What to make of the new government and its implications for the seafood industry?

What to make of the new government and its implications for the seafood industry?

There is at least one initial plus – the return to a standalone Fisheries Ministry, to be headed by Hawke’s Bay MP Stuart Nash.

Prime Minister Jacinda Ardern was surprisingly direct in announcing the dismembering of the Ministry for Primary Industries - with both fishing and forestry to be carved off - saying there were a “range of issues and dysfunction within the fishing industry”.

She was not specific but there is never a shortage of issues and there is certainly dysfunction around the introduction of digital monitoring and cameras across the entire fleet of some 1200 vessels.

The timetable cannot possibly be met, the settings and policies are not in place and now is the time to pause, regroup and get it right.

There has been some early attention to the Kermadecs ocean sanctuary, which Ardern has said is still on the table, while acknowledging iwi consultation is the key.

That is reassuring, as long as it recognises Maori have a perpetual right.

Greens leader James Shaw is correct in saying National created the problem by rushing out and announcing the proposed sanctuary to an international audience first, without consulting at home.

“They then had to work backwards to a resolution,” Shaw said. “And we’re committed to finding a resolution too, but it’s got to be alongside Maori.”

Contrast that principled approach with that of former Environment Minister Nick Smith, who still doesn’t appear to get it.

He sees the stalled bill to create the sanctuary as a political weapon to be used to divide the Greens and Labour.

The fact remains the 620,000 square kilometre Kermadecs zone is not at risk.

The Kermadecs already have reserve status in that they have been a Benthic Protected Area (BPA) since 2007 at the behest of the fishing industry.

That means no trawling, no disturbing of the bottom.

Mining and gas and oil extraction are also ruled out.

And the territorial seas out to 20km around the Kermadec Islands are fully protected reserves that allow no fishing whatsoever.

There is understandable reluctance on the part of iwi and the wider commercial fishing industry to lock up such a vast area forever.

A smarter play would be look to the wider Pacific and encourage the island states to better protect their waters and discourage depradation by large foreign fleets, particularly the heavily subsidised Chinese.

Pelagic species like tuna and swordfish know no boundaries and it is not much use having them fully protected 200 miles out from Raoul Island if they are being heavily overfished on their prior migratory path.

The confidence and supply agreement between Labour and the Greens has as point 17 of its policy programme: Honour Te Tiriti o Waitangi as the country’s founding document.

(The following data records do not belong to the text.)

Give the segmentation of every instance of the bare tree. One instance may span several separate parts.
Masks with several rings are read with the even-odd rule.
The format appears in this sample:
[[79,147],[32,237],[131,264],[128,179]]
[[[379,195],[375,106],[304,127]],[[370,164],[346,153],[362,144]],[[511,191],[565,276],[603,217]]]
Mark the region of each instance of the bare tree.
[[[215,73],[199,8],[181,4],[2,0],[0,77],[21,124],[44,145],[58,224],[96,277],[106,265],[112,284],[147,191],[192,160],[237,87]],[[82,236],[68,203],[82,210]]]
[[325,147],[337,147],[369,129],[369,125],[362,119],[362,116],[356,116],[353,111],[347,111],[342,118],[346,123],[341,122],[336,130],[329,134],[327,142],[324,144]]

The appointment of Kelvin Davis in the new portfolio of Crown/Maori Relations gives heft to that.

As everyone knows, Article Two of the Treaty guarantees Maori “full exclusive and undisturbed possession” of their fisheries, reaffirmed in the 1992 Maori Fisheries Settlement.

That recognition is consistent with point 8 of the Labour/Greens policy document: Use best endeavours and work alongside Maori to establish the Kermadec/Rangitahua Ocean Sanctuary….

The Labour/NZ First coalition agreement also refers to the Kermadecs, pledging to “work with Maori and other quota holders to resolve outstanding issues in the Kermadec Ocean Sanctuary Bill”.

That agreement has several encouraging aspects for the seafood industry, including “recognise the potential for aquaculture in promoting regional economic growth”.

Many regional economies and coastal communities are boosted by aquaculture and fishing, which contributes an overall $4.2 billion to the New Zealand economy annually, according to a Berl analysis.

Given the industry invests heavily in science and innovation, proposals to “increase research and development spending to 2 percent of GDP over 10 years” and increasing support for National Science Challenges are also welcome.

The outlook for the seafood sector is bright. Stocks are sustainable, aquaculture is expanding, markets are strong.

MPI’s latest Situation and Outlook predicts seafood exports to rise to $1.85 billion in 2018 and nudge $2 billion in 2019.

There will no doubt be tensions at times with the new government but we approach it with confidence and goodwill.